I know it's ironic, saying "oh, she did this and this and that" while I'm also complaining, but please, I have a valid reason. I'm struggling at what should be my strongest subject of all time just because she doesn't like me? If I could get a chance to let it all out on the table, here's what I would say:
I'm just a person who wants to get into a good college. I have trouble at home, I'm mentally incapable of doing many things that normal human beings can do, and I just wanna have a good time. I don't want to go home and shame myself because of the grades you're giving me... I literally had a panic attack in class this morning and I couldn't do anything because you were across the classroom with your favorites.

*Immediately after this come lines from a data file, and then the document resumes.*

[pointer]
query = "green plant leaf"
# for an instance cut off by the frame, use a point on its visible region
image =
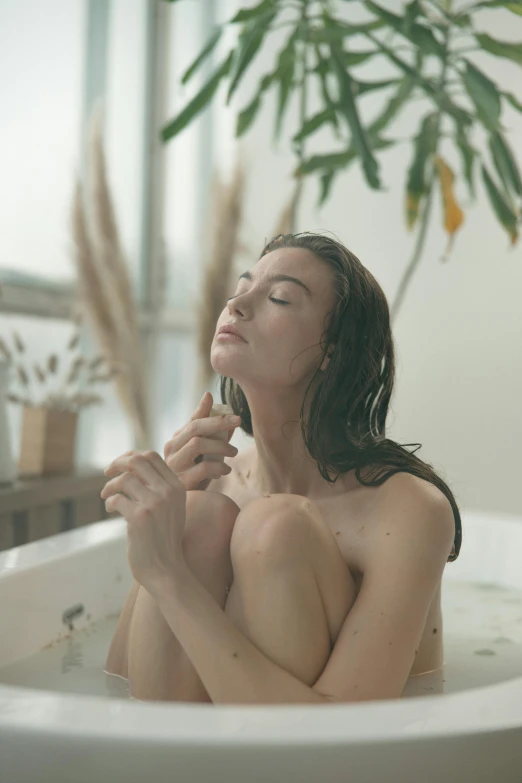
(510, 5)
(417, 33)
(246, 117)
(505, 163)
(198, 103)
(337, 160)
(360, 88)
(505, 215)
(326, 185)
(417, 182)
(313, 123)
(333, 160)
(248, 14)
(513, 51)
(355, 58)
(513, 100)
(393, 106)
(214, 38)
(250, 39)
(468, 153)
(324, 88)
(285, 76)
(484, 94)
(337, 30)
(349, 109)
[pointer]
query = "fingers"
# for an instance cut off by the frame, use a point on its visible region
(147, 466)
(130, 486)
(121, 504)
(200, 427)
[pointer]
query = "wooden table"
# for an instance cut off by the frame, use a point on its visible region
(33, 508)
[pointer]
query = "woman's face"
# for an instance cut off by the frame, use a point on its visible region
(276, 333)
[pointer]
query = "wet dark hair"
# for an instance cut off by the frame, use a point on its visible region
(347, 415)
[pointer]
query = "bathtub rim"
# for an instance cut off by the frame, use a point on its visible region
(489, 708)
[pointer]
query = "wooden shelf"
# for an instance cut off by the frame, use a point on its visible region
(33, 508)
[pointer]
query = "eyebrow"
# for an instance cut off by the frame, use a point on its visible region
(275, 278)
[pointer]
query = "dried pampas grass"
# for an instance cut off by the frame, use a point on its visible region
(226, 211)
(105, 286)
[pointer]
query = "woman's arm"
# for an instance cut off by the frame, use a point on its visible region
(117, 659)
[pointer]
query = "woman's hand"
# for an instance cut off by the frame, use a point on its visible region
(153, 501)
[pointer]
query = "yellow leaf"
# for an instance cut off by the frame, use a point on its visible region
(453, 215)
(412, 209)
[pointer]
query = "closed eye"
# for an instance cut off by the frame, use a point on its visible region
(272, 299)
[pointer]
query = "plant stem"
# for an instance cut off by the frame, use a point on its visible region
(419, 245)
(302, 117)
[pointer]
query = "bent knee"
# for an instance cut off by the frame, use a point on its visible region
(278, 529)
(210, 520)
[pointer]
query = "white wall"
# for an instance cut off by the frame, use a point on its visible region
(459, 335)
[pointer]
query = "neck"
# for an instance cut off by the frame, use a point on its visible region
(281, 463)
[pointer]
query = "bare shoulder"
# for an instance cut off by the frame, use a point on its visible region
(411, 492)
(232, 483)
(409, 487)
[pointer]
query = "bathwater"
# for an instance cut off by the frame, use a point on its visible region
(482, 631)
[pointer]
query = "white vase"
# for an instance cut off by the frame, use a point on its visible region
(8, 470)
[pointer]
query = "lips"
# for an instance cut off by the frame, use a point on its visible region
(228, 328)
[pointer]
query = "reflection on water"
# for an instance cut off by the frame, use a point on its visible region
(482, 645)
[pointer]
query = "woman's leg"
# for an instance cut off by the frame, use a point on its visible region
(158, 667)
(292, 588)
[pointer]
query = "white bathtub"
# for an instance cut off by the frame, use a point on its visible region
(474, 734)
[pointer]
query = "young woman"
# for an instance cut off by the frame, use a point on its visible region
(324, 544)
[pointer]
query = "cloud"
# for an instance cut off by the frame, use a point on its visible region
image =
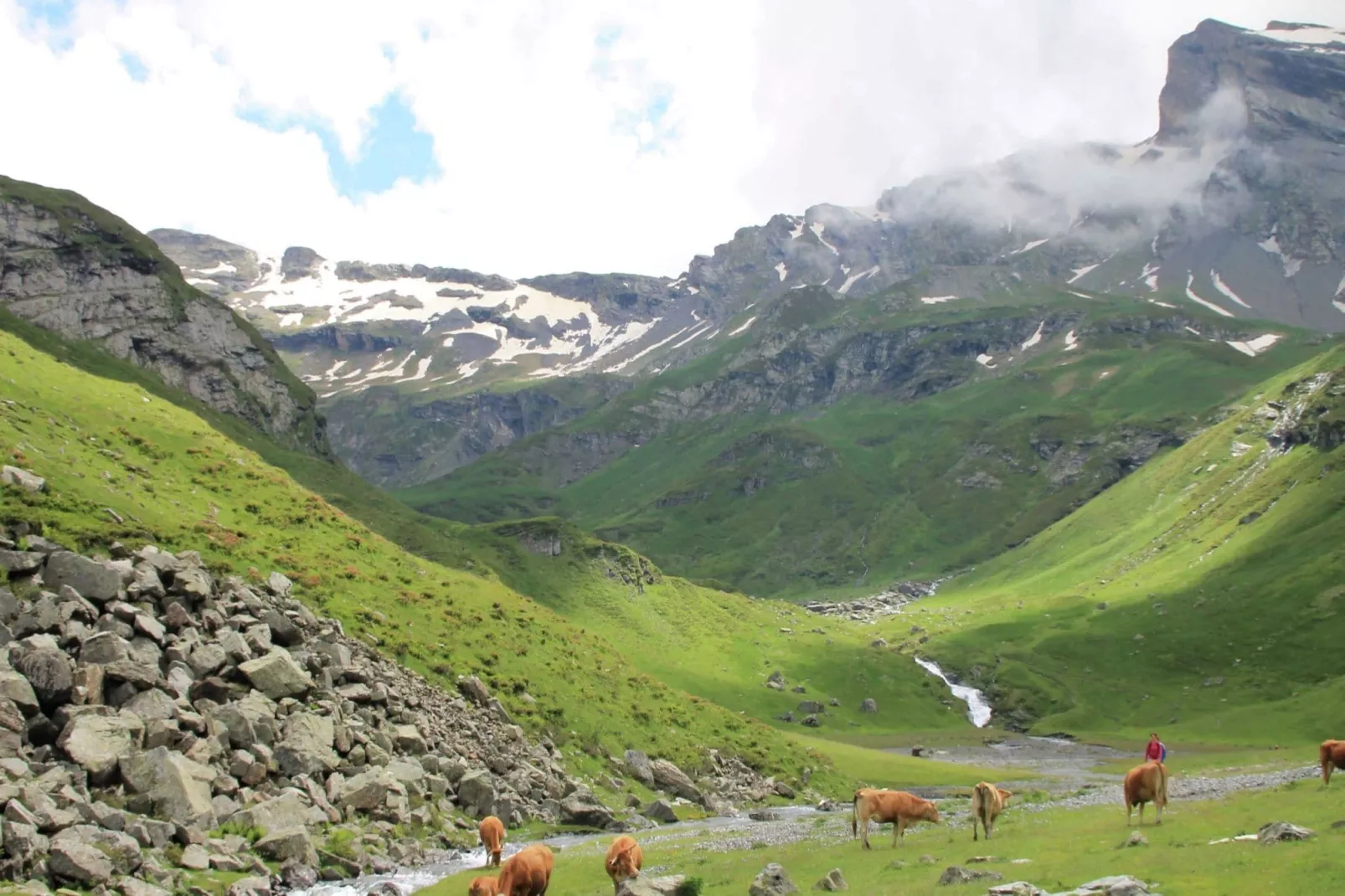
(592, 135)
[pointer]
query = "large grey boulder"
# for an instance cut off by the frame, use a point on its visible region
(89, 578)
(772, 882)
(286, 844)
(674, 780)
(307, 747)
(638, 765)
(80, 863)
(99, 743)
(50, 674)
(121, 849)
(178, 786)
(477, 791)
(276, 674)
(581, 807)
(281, 813)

When you came back around, you scolded me for not doing work, when I clearly had this look of terror on my face. I'm on the brink of going insane, to the point where I can't control these monsters called anxiety, depression, and the physical outcome known as dermatillomania.
I don't need pity. I don't need your care either.
All I need is a chance to feel alright again, and if this keeps bothering me, then there is no way I'll feel better until I quit art in my final year of high school. I'm highly aware you don't want anyone quitting because they don't like you, nor do I.
Think this is too much? I mean, I still have great grades right now.
If you were in my spot, what would you do? Would you want to sit by and watch as my grade goes wrongfully lower as the days pass? Would you want to stay in a class with a teacher who you've only known for 8 weeks that already hates you? It's not even the second semester!
I literally just asked a few of my acquaintances on IG about her... Within 5 seconds I've already gotten 2 people to say they don't like her.
This is my side of the story. I don't do these rants about other people often because a ton of people piss me off. (That excludes the last journal entry, but that's a different story) But this teacher... I've mentioned that she's scary, and yes she's extremely intimidating, but she's also someone who I know I can't trust as a teacher.
What would you do in this situation? Get your parents to file complaints? Talk to her about it (i personally don't like this choice... I rant about my depression and stuff here because I know that almost nobody except for two people who rarely get on here know who I really am.)?
I'm already in her class and I've missed the chance to transfer out of it. I can't move schools, either. (That was said in my previous journal) It's too far away and too much of a hassle.
All I know is that I don't want this to continue, and so do many other people in my school do too.
Yeah, that's long. I'm just feeling extra horrible because of my panic attack earlier. (I had another one during band.) I just need something to let some of the steam out.
Let's just hope that the next entry is a meme and not something as depressing as this, heh.